A Dataset of Wolof Ajami Manuscripts for HTR and OCR
Proceedings of the Fifteenth Language Resources and Evaluation Conference (LREC 2026)
Abstract
We present the first ever dataset of manually segmented and transcribed Ajami manuscripts written in Wolof. The term Ajami refers to modified Arabic-script orthographies used to transcribe African languages. Handwritten text recognition (HTR) and optical character recognition (OCR) models for Arabic-script languages perform poorly on African languages written in Ajami orthographies because these languages are not represented in the pre-training data of the models. This leads to recognition models being unable to extract unique Arabic-script letters and ubiquitous diacritics used in African languages, and struggling to adapt to various calligraphy styles used across Africa. We release the following as an open-source dataset: an ALTO formatting of high-quality images of handwritten and printed, 20th–century Wolof manuscripts; manual segmentation (region and line); and manual transcriptions.

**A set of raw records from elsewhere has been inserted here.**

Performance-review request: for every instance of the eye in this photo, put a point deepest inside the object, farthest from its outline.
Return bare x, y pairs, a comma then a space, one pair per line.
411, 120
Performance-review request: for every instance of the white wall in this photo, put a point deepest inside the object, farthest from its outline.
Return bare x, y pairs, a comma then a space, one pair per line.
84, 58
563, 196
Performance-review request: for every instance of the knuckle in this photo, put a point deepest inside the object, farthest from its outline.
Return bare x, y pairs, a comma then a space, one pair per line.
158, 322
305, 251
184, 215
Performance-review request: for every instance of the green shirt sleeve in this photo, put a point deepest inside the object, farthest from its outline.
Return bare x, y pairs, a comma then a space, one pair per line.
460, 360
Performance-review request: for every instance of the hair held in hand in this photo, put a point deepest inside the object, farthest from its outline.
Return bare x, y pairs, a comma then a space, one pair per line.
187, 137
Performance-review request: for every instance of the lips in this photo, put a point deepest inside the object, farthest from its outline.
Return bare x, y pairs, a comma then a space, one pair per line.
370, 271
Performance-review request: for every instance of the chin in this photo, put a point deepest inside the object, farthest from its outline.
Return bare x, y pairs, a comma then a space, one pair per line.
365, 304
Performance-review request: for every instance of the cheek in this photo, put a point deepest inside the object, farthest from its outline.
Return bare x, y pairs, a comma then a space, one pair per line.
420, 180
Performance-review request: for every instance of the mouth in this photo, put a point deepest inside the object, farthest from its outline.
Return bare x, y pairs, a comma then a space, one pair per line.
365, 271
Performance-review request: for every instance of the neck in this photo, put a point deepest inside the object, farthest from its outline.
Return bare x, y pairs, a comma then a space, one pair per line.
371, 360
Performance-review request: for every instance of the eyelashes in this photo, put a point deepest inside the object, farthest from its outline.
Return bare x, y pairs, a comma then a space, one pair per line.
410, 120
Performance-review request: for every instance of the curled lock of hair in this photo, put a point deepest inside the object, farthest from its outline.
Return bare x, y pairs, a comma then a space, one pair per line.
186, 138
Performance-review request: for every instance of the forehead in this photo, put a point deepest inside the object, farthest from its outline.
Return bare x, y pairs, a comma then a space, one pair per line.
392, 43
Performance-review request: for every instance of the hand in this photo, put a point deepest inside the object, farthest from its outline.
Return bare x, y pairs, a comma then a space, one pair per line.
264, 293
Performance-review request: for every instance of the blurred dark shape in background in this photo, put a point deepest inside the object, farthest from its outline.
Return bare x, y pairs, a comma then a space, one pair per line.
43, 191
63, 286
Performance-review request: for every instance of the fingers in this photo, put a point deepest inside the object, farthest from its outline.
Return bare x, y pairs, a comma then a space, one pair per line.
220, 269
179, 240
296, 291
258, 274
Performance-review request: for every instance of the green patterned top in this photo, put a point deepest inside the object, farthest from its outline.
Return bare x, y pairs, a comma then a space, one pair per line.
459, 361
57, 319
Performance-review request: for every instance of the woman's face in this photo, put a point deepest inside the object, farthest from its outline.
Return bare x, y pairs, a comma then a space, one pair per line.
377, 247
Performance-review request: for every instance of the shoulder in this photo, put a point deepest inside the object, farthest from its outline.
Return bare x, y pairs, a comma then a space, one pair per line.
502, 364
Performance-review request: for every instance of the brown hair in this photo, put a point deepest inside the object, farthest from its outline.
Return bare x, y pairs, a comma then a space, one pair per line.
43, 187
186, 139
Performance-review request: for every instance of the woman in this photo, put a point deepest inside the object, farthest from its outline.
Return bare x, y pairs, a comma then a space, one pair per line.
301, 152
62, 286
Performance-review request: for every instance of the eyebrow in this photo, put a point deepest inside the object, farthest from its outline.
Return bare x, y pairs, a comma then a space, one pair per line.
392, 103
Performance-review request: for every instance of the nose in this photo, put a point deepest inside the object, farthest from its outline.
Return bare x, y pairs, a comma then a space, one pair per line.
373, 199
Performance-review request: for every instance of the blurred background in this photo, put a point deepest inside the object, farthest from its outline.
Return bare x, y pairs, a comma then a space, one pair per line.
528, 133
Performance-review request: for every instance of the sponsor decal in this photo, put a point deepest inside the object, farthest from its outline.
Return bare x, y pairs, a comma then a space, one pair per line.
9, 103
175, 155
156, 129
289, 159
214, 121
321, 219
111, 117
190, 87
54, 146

We extend our contribution by evaluating several Arabic-script recognition models intended for historical manuscripts and find they produce character error rates (CER) of 61–81%. Transcriptions produced by the evaluated recognition models, as well as a keyboard to transcribe Wolof Ajami manuscripts, are released as well. The digitally transcribed text in the dataset can also be utilized for various natural language processing (NLP) and historical linguistic tasks.